Читаем Армен Джигарханян. То, что отдал — то твое полностью

Он звонил Иосичу. Но и Осинов мямлил, ничего толкового сказать пока не мог. Говорил, что да, репетируют много, но что из этого получится, одному богу известно.

И знал бы что-нибудь Осинов, ничего путного он Армену бы не сказал. Осинов жил по Шекспиру, он, как и Саустин, ждал, когда ситуация нарвет смертельным флюсом, когда устранение из жизни директора и режиссера Романюк станет неизбежным. Как хирургия последней надежды.

Старый охотник чувствовал, в театре что-то не так. Не тот след, не та тропа, не того зверя травят, и запах от сцены, где она репетирует, идет не тот. Армен рвался в театр.

Они оба спешили.

Она с премьерой. Он с возвращением к родному делу и отвращением ее от «Сирэни».

97

Большой политик, он принял превентивные меры: в очередном разговоре еще раз настрого запретил проводить премьеру без него. Да-да, сказала она, я все помню, конечно, ты не торопись, не спеши, капитально дави свой сахар, до самого конца! Он выслушал ее, согласился и снова почувствовал: врет. Не нужен он сейчас, не хочет она его в театре, только будет мешать. И еще одно ужасное предчувствие посетило Армена: театр неудержимо катится к стыду и катастрофе.

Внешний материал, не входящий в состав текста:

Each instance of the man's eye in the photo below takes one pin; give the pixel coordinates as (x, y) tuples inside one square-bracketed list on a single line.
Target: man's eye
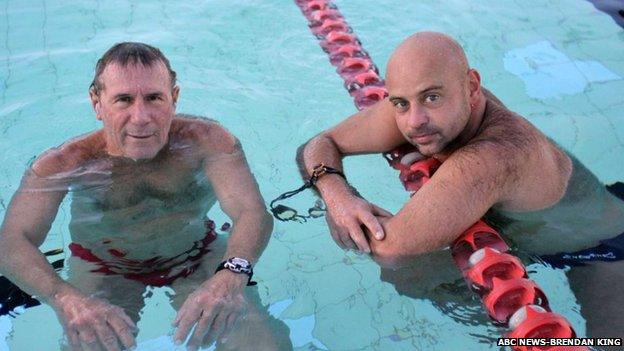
[(401, 105), (432, 98)]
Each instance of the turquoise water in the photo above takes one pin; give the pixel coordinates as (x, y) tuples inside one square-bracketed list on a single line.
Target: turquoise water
[(255, 67)]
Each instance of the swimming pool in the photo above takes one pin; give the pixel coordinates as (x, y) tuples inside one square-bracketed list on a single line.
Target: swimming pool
[(256, 68)]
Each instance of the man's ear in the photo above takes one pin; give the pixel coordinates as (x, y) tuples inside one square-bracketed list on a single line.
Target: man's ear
[(474, 86), (174, 94), (95, 102)]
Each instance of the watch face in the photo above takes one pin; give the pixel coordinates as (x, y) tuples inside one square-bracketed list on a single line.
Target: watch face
[(238, 265)]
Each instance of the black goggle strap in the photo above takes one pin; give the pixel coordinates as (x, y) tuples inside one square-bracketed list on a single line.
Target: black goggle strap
[(278, 210)]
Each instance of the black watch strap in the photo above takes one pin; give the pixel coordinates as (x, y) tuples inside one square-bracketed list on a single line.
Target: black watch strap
[(248, 270)]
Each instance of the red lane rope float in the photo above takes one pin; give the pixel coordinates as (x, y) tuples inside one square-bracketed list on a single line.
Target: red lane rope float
[(352, 62), (509, 297)]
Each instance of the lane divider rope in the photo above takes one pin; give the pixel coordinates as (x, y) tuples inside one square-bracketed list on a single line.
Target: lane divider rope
[(499, 278)]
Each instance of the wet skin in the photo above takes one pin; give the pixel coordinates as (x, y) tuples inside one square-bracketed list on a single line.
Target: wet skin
[(141, 187)]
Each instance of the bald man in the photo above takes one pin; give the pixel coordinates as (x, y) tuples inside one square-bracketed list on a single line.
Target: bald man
[(494, 162)]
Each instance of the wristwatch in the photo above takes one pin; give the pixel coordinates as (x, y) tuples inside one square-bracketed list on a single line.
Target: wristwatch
[(238, 265)]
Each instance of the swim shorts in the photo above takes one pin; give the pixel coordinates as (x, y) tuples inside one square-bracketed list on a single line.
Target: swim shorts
[(609, 250), (156, 271)]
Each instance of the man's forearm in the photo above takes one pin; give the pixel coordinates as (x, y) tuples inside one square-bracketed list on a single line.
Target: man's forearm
[(250, 235), (321, 149), (23, 264)]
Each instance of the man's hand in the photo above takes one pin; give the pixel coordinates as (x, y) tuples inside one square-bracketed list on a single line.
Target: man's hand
[(215, 307), (347, 215), (92, 323)]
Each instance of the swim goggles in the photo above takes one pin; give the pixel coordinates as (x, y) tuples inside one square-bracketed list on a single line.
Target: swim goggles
[(285, 213)]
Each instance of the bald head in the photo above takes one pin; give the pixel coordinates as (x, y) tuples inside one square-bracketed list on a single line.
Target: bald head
[(427, 51)]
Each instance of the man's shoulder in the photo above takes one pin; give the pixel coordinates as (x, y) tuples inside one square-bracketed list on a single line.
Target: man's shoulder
[(206, 133), (69, 155)]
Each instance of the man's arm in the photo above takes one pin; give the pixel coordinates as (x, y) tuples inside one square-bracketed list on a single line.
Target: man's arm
[(88, 321), (526, 174), (217, 304), (370, 131), (26, 224)]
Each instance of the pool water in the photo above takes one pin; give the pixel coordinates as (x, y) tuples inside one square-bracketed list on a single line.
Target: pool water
[(256, 68)]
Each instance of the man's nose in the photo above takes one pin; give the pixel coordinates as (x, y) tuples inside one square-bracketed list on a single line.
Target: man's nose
[(140, 113), (417, 117)]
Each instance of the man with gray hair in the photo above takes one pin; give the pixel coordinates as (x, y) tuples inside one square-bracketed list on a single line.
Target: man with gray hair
[(141, 187)]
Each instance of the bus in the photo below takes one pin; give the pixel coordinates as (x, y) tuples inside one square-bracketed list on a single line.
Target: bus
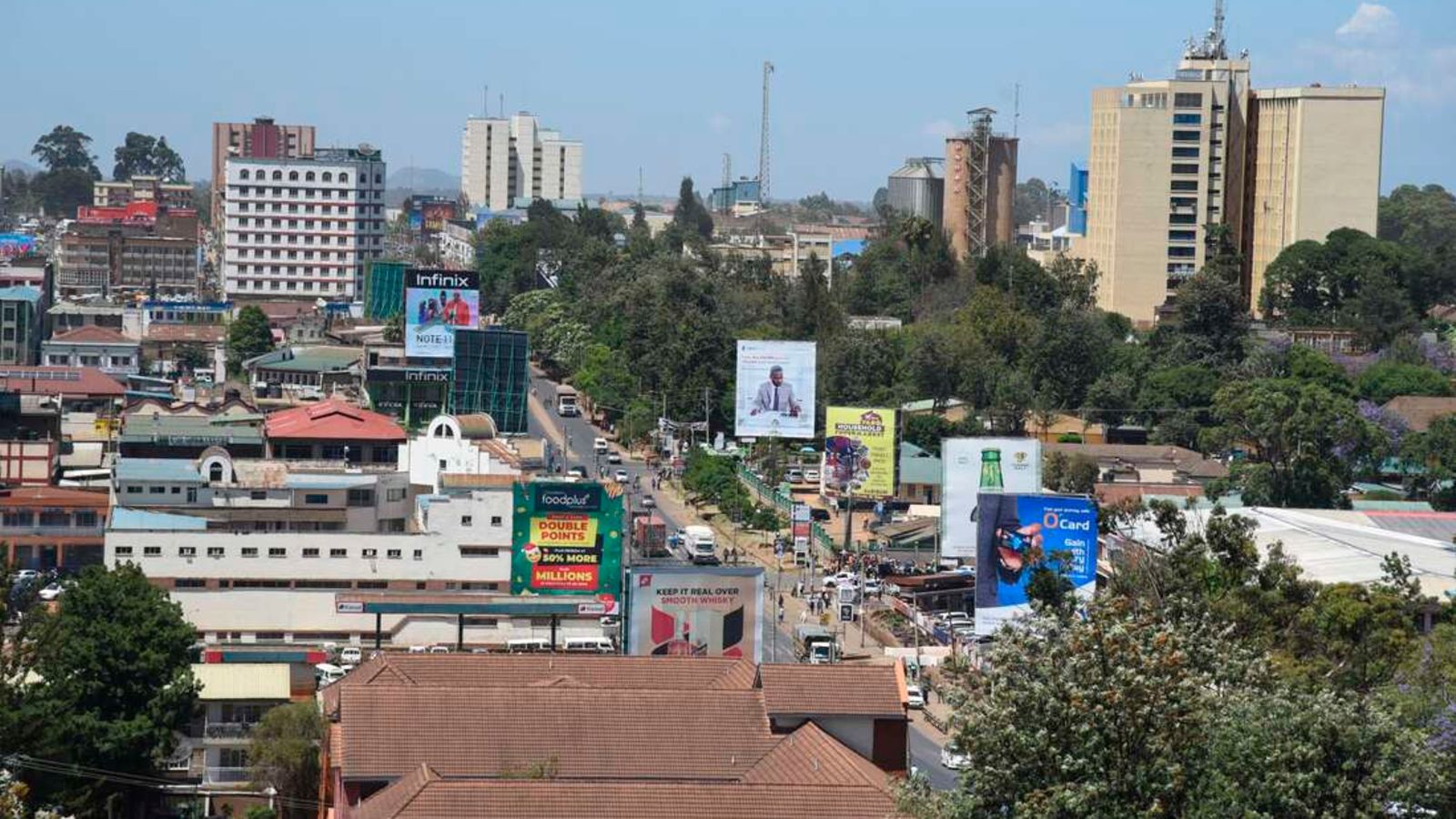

С этим последним ощущением он, сожалению, не ошибся. Через три дня позвонил Иосич.

— Премьера, шеф! — сказал он. — Поздравляю. На послезавтра назначена премьера «Сирэни»! Примите и прочая!..

Буря собиралась и темнила долго и грянула очень по-русски: совершенно неожиданно.

Армен не нашел слов, захлебнулся от приступа волнения. Дополнительные вопросы были не нужны, все перекрыло одно единственное соображение: от нее снова ложь! Ложь и вранье! Ложь и вранье! «Что это значит, мама?» — спросил Армен и мама слово в слово повторила ему тот напугавший его однажды радикальный совет.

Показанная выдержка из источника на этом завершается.